The furniture police (I actually have never met one) are not the only inhibitors. Most of the challenge is from recalcitrant team members not wanting to leave the comfort of their little spot in the office. "Oh, where am I going to put my pictures?" "What if the school calls?" (I'll address the abject terror of pair programming later.) Tom Allen of MIT's Sloan School cites a key success factor for getting the team to work in the room in his book Managing the Flow of Technology: Get the manager to move in with the team! So I tend to focus on the manager, and the rest of the team becomes a bit less reluctant.
So why bother? Is it really worth all the effort?
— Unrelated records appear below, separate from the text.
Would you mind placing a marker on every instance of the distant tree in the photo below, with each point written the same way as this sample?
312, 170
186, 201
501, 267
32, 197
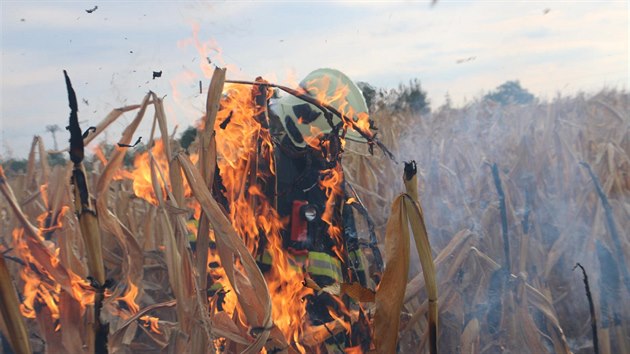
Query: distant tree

Yes!
I recently saw a statistic that indicated that a collocated team gets a 15% productivity boost by doing nothing other than sitting together. That certainly echoes my experiences, and is not surprising. Consider what Tom Allen says: There are three reasons people talk to each other.
- They have common interests,
- They work for the same manager, and
- The chance that you and I talk varies inversely by the square of distances between our chairs. (Tom Allen got tenure for this one; he was formerly an aerospace engineer for Boeing.)
In layman's terms, the last point means that if I double the distance between our chairs, there communication will be reduced by a factor of four. If I double the distance again, the chance of communicating drops by a factor of sixteen. Tom also measured the "intellectual distance" created by a staircase or elevator: 100 yards. Now square that. If the team you work with is on the next floor with a staircase or elevator separating you, you might as well put the team on the other side of the globe. The distance impact is huge.
So taking Tom's rules in mind, how do you manage this situation? The first factor, common interests, you have no control over as a manager no matter how many lunches or recognition events you schedule. Mark that one off.
With the other two, you can play around. A bad solution: Sitting a department that works for the same manager together. Yes, the department will communicate, but they will also point fingers at all the other "idiots" in groups they need to work with, whether it be customers, sponsors, or colleagues that carry a different job title. Yet overwhelmingly, that is what I see.
With Agile teams, I want to rip the team members from their department caves and place them together. They will still talk to their colleagues back in the cave -- that's Tom's second rule. But now they are sitting beside those previously labeled "idiots", and are discovering that they are not so stupid after all.
There are even more benefits I will get into later. But for now:
Collocation is key to successful communication, and communication is critical to Agile success. So I encourage you to persuade, plea, or even bully your management into creating collocation space.